Even at home I find my­self alone some Fri­day nights, rest­less and melan­cholic. I can cook and eat din­ner and watch an hour of TV, but if I can’t shift the sorry, lonely gloom I take it to the streets. On this par­tic­u­lar night it’s cold. I’m rugged up and dowdy as I pass the trendy bars on Ly­gon Street. A young wo­man with a red faux-fur coat that matches her hair ex­actly flashes a daz­zling smile at some­one I can’t see. An old wo­man smokes through a crack in her car win­dow, hold­ing an an­i­mated phone con­ver­sa­tion in Ital­ian, wait­ing for the lights to change. The univer­sity cam­pus is al­most empty now, re­ver­ber­at­ing with the loud hum of ven­ti­la­tion units that I’ve al­ways found mes­meris­ing. I get a phrase in my head and stop to write it down. The trees are low lit and leaf­less. My cheeks are icy and my spir­its are lift­ing. I can see right into the gym where male jocks work out in clus­ters, slap­ping each other’s backs, grin­ning, huge sweat stains on their shirts. I keep walk­ing. It’s 10pm when I ar­rive at Princes Park, though it feels later. The wind rus­tles the More­ton Bay figs, lamps strike their shad­ows across the white gravel path. There’s a lull in the traf­fic, and I can hear hard ac­cel­er­a­tion blocks away.

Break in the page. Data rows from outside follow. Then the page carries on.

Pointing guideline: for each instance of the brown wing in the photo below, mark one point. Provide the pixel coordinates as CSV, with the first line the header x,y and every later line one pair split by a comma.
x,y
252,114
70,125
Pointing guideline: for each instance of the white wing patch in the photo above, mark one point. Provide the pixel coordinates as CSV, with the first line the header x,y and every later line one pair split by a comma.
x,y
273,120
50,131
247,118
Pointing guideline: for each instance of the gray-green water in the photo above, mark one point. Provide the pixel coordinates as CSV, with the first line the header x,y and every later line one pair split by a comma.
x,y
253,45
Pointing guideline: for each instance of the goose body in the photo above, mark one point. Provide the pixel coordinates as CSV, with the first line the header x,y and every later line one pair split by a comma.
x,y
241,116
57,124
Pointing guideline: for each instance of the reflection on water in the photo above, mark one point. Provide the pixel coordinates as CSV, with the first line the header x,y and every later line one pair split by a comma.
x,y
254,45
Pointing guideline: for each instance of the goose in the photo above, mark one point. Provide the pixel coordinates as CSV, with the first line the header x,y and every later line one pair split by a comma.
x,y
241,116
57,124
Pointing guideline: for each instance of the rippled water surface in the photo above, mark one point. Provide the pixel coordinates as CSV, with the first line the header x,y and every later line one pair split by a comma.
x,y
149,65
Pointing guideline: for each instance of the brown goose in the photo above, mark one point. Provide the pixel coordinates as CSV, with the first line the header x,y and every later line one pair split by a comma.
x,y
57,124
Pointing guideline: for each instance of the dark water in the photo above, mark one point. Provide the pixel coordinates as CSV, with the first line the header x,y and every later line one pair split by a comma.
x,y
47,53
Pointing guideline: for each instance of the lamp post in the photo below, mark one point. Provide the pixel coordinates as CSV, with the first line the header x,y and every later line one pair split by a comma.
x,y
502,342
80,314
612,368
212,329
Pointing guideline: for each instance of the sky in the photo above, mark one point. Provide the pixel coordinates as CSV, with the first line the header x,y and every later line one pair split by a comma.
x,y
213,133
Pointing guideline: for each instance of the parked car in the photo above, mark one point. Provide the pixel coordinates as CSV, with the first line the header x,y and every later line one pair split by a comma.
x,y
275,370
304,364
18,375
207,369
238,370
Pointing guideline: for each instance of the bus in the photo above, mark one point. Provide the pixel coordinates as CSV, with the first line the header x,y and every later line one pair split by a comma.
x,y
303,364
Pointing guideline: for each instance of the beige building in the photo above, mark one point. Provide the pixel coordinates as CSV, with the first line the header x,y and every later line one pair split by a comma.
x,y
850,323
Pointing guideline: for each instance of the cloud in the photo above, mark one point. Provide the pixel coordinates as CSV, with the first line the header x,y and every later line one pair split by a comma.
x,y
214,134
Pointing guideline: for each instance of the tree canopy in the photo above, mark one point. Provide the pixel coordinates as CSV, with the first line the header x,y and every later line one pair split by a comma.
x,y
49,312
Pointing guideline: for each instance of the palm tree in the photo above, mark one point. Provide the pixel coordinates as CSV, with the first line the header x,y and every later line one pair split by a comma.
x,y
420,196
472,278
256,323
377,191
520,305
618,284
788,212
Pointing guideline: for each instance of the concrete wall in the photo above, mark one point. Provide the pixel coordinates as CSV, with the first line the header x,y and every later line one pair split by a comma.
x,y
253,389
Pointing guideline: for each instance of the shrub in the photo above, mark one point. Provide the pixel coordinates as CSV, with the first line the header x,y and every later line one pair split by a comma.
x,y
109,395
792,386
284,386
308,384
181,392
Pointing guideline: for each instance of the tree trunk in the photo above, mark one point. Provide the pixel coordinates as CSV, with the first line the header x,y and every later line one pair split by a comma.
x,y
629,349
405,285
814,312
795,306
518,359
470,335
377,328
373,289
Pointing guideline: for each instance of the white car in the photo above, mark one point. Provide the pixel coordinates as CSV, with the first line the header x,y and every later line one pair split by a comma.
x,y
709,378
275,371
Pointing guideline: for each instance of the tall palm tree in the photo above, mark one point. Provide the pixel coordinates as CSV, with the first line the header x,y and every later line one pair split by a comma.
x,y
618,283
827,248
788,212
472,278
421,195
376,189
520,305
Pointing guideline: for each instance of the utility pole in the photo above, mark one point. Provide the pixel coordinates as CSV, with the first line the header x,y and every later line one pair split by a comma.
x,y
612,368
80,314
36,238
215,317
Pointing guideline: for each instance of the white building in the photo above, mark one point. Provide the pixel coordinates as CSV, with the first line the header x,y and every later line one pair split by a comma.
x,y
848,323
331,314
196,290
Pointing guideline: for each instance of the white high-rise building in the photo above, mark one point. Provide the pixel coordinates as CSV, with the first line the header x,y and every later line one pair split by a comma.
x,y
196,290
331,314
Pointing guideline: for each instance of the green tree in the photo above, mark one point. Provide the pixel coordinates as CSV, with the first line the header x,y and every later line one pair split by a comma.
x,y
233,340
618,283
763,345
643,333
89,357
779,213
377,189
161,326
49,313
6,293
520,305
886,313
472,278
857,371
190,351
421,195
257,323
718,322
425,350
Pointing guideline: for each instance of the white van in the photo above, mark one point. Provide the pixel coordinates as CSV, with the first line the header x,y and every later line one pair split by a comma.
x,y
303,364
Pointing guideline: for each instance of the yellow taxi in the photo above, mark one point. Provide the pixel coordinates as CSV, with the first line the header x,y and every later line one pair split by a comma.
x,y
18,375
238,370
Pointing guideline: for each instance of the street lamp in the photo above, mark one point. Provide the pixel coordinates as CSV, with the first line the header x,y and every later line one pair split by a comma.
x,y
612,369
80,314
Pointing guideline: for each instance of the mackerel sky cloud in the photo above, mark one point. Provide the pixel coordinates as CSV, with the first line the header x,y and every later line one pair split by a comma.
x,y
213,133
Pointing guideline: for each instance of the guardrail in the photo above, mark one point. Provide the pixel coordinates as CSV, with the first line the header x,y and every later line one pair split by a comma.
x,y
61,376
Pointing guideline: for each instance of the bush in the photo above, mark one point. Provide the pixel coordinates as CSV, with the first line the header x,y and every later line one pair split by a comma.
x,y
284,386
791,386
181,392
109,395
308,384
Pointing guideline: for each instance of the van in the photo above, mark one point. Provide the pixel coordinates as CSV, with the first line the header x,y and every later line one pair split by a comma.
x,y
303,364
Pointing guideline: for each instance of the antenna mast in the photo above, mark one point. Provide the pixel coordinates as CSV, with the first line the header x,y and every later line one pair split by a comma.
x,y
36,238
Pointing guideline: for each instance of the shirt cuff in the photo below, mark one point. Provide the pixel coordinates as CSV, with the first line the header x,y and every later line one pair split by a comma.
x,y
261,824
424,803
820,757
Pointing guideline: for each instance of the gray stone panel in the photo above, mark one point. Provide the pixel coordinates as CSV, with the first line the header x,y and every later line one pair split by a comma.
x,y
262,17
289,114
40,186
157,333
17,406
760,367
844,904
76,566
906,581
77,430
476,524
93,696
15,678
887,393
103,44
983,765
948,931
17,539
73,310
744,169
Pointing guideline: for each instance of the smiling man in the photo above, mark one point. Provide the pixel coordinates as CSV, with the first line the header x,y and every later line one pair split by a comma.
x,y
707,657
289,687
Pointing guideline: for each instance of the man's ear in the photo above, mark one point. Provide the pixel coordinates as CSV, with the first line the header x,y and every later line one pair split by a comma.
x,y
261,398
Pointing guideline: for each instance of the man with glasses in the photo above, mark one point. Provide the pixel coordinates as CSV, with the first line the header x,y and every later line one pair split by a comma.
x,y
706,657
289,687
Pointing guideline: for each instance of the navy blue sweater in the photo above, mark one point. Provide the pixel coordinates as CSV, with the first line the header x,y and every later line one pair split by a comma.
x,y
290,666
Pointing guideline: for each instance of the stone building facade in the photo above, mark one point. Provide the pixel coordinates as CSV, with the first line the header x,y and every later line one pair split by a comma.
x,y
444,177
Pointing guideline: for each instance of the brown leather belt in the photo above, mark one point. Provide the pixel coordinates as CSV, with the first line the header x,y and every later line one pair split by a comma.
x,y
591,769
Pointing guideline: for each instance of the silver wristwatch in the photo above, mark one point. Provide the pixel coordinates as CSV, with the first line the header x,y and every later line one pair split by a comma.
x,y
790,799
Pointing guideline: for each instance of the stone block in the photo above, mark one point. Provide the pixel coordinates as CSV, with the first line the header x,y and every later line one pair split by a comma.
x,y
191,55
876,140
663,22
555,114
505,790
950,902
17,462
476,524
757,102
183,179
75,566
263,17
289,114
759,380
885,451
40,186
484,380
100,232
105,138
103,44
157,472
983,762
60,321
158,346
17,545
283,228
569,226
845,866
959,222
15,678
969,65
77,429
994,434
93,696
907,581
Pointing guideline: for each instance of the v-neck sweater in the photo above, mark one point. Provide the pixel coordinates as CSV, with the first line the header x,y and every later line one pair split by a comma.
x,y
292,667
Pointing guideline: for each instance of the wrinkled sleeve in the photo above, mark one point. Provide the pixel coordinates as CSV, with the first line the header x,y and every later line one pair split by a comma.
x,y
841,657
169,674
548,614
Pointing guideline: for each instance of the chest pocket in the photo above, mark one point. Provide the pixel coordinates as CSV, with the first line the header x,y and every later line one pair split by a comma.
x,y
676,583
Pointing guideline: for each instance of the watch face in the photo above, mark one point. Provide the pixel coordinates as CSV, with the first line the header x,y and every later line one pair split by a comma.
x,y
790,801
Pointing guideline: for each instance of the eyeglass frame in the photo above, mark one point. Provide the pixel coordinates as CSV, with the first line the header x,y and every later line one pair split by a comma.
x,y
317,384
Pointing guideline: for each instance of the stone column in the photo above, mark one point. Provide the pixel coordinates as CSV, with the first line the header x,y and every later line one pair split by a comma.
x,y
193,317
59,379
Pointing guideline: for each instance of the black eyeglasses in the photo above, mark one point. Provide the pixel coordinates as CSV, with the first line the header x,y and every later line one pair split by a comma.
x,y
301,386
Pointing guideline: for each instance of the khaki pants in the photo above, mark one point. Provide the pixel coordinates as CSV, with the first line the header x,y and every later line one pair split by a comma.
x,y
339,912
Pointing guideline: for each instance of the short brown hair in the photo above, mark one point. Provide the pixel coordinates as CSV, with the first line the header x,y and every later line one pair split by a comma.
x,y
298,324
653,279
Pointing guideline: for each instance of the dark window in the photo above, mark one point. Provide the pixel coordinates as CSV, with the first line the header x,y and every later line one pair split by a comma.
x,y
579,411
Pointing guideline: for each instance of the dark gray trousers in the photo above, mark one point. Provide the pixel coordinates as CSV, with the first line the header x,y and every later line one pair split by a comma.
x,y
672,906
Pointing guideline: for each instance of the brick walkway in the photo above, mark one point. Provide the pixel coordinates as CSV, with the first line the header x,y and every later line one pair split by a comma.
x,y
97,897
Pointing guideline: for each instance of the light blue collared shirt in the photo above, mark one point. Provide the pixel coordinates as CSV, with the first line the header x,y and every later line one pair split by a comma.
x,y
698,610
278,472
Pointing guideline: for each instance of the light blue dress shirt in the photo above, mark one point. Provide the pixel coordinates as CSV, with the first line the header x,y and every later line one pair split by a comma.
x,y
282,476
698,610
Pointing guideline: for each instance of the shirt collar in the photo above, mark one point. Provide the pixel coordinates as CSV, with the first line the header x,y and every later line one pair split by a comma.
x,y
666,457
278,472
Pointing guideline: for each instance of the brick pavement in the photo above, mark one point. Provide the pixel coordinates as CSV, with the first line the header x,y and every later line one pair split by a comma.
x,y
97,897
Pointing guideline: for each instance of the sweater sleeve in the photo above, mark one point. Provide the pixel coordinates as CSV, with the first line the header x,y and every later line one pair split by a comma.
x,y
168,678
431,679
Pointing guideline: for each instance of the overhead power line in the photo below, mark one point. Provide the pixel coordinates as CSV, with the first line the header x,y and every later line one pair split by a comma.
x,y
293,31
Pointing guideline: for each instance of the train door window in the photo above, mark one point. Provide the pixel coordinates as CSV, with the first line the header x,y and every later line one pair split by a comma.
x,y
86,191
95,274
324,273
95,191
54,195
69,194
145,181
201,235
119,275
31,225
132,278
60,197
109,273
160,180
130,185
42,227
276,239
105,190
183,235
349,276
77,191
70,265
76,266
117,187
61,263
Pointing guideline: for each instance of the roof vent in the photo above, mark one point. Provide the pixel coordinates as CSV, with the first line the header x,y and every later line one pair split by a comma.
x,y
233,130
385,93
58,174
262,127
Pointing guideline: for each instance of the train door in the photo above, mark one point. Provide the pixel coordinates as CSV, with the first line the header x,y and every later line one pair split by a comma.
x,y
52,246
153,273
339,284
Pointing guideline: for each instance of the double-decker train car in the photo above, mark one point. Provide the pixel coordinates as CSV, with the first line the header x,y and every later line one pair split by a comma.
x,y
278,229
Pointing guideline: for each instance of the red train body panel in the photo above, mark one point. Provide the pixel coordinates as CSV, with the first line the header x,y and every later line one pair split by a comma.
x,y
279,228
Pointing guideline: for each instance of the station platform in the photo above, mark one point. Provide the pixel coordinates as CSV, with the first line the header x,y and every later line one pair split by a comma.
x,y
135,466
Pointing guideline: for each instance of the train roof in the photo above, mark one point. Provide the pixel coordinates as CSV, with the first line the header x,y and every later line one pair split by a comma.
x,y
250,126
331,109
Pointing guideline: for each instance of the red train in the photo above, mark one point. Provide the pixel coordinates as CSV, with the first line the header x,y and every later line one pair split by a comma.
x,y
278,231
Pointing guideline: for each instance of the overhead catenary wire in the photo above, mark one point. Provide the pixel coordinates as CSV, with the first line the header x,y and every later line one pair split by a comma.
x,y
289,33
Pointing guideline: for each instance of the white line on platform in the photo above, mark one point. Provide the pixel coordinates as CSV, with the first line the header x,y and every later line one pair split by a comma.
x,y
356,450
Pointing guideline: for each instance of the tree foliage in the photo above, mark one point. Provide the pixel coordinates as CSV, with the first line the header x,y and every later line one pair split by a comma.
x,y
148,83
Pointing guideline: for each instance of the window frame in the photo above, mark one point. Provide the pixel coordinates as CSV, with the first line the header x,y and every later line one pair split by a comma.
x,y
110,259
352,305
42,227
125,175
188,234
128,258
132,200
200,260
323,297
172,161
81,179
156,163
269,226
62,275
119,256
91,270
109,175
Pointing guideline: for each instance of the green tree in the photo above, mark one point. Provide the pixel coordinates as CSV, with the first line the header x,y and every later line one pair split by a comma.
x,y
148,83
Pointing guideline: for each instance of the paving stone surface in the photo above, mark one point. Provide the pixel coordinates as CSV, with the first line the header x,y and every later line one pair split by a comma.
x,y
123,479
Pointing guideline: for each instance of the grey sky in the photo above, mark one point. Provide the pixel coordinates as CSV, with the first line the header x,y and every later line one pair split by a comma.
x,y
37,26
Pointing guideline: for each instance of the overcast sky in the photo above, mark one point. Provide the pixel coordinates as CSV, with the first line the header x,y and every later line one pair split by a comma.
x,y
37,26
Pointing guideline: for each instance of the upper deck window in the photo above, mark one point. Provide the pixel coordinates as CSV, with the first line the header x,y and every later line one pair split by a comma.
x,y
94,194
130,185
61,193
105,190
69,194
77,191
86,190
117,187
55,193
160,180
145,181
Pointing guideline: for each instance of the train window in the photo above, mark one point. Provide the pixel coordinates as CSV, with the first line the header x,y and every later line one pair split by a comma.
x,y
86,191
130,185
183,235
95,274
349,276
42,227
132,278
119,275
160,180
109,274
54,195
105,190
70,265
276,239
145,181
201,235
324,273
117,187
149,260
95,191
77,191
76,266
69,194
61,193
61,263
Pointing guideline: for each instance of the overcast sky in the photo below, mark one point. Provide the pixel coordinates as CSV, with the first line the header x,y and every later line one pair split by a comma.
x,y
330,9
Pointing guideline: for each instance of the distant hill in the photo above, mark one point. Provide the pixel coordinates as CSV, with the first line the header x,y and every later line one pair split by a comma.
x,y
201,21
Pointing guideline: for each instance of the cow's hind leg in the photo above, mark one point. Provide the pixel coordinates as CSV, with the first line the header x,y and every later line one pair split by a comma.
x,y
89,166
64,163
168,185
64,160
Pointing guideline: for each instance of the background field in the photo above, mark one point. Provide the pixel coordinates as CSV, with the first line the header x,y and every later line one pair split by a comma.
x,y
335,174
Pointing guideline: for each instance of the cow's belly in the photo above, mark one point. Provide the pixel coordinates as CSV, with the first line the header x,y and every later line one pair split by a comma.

Hoons and ya­hoos. Eury­dice Dixon was mur­dered here. I can imag­ine how she felt while she was walk­ing home that night: ex­u­ber­ant, buoy­ant. The adren­a­line of per­form­ing wear­ing off, leav­ing a sense of ac­com­plish­ment, free­dom. My eyes sting and I close them for a mo­ment. Then they are open again and I am mov­ing for­wards, clock­ing the ghost gums, a late-night jog­ger, as­sorted footy posts, a lit-up mau­soleum, and, in front of me, the city.